Hello,
Sorry for being slow on this. Sure, you can use the EXPR(b,c) basis function to have a response last from post-stim time 'b' to 'c'. In this case, maybe the expression should just be 1.
For example, if you had tr-locked events on a 2-second grid that lasted for 10s then consider: 'EXPR(0,10) 1'.
But note that since it includes times at 0 and 10, it will cover 6 time points, not 5. To have only 5, do not quite include the final 10 s offset: 'EXPR(0,9.9) 1'.
If the events are not TR-locked, you may have to think about what to do when the stimulus lasts for a fraction of the TR. In such a case, timing_tool.py might offer more flexibility. For example, consider the same scenario (10s events, TR=2), but not TR-locked.

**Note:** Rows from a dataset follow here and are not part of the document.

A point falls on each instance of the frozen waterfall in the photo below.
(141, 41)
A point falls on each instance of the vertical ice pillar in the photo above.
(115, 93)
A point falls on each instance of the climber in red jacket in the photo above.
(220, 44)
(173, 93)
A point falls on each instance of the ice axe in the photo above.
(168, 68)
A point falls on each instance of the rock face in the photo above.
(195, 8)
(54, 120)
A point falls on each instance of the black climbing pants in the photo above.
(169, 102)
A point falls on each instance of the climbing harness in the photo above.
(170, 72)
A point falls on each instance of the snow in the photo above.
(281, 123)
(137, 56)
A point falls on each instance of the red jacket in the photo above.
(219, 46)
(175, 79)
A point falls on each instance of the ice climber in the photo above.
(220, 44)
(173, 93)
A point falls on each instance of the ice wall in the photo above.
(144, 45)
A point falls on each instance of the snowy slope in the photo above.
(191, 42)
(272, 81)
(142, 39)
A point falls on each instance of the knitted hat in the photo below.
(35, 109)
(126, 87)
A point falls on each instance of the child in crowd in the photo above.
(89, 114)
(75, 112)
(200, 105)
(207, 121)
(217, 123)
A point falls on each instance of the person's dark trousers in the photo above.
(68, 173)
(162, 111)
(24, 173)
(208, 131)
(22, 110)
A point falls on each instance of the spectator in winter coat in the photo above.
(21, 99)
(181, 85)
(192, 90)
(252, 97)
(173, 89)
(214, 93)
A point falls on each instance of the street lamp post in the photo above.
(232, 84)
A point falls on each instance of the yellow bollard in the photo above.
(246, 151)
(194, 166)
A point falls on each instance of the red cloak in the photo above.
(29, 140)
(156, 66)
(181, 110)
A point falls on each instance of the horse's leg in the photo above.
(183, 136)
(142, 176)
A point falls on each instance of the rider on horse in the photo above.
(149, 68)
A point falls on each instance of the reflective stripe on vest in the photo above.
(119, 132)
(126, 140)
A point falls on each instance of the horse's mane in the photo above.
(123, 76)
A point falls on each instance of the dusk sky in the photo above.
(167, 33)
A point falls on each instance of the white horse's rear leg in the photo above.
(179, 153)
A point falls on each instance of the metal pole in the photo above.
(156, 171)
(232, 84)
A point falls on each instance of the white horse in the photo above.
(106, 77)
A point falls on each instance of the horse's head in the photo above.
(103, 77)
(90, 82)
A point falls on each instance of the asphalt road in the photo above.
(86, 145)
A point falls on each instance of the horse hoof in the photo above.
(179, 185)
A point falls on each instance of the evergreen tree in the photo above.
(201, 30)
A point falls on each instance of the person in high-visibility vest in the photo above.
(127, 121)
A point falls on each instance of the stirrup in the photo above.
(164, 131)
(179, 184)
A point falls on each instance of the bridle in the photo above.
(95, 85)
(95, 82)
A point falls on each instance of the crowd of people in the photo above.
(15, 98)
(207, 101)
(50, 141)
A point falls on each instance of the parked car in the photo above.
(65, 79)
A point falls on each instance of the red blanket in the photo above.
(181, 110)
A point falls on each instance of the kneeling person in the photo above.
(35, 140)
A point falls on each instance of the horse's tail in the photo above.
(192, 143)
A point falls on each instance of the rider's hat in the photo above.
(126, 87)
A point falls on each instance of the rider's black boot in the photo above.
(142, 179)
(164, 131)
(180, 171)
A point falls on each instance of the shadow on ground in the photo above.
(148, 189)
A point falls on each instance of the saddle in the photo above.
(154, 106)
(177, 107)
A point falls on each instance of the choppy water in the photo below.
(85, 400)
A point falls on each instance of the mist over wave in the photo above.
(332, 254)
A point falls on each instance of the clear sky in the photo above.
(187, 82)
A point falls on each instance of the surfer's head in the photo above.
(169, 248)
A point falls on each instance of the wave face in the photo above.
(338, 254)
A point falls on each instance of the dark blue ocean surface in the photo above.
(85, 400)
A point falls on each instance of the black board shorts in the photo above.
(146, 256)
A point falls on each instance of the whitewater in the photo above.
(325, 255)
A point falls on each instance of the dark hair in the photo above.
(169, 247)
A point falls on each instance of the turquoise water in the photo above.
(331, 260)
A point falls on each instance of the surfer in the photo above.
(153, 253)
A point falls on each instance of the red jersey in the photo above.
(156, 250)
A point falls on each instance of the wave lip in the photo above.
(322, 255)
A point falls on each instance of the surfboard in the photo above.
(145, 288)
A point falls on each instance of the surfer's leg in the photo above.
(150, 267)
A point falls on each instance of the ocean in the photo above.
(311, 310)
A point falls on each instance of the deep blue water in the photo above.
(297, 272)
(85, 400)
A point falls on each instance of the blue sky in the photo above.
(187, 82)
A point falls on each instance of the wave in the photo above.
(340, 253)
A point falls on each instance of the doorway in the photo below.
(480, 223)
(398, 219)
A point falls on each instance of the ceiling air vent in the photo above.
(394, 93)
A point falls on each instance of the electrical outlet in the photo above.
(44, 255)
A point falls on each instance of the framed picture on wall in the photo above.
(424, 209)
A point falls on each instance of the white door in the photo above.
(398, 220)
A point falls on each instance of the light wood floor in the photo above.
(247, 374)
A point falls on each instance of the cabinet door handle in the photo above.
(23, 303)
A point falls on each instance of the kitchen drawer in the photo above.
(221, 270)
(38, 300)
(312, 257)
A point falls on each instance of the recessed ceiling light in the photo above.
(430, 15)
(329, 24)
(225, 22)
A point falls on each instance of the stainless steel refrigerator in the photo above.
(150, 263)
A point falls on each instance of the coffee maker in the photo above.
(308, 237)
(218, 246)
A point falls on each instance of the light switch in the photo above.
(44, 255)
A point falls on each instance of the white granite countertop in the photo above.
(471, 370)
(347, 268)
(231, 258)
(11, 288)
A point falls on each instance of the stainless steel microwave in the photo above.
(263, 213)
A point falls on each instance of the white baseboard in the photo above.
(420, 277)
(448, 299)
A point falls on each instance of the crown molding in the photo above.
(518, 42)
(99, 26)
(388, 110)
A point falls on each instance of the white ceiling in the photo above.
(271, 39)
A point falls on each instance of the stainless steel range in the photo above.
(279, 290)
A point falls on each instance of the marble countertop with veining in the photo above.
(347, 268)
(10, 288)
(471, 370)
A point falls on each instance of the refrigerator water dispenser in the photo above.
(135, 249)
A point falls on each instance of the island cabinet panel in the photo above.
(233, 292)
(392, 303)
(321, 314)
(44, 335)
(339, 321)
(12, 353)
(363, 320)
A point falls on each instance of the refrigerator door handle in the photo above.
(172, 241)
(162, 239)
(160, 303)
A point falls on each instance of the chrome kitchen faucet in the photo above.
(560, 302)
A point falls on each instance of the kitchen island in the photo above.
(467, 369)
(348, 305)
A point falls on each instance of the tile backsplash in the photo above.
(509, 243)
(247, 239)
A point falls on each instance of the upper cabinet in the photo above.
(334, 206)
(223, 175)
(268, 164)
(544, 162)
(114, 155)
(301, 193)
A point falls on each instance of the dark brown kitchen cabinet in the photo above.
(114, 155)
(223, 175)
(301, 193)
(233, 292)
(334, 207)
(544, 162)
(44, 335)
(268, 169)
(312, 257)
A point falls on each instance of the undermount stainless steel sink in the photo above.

If you want to include any time point that has at least 30% stimulus time, and if there are 2 runs with durations 300s, consider something like:
timing_tool.py -timing timing.txt -timing_to_1D STIM.1D \
-tr 2.0 -stim_dur 10 -min_frac 0.3 \
-run_len 300 300
Consider examples 6 a,b,c in the output of
timing_tool.py -help.
- rick
Edited 1 time(s). Last edit at 10/23/2019 09:49AM by rick reynolds.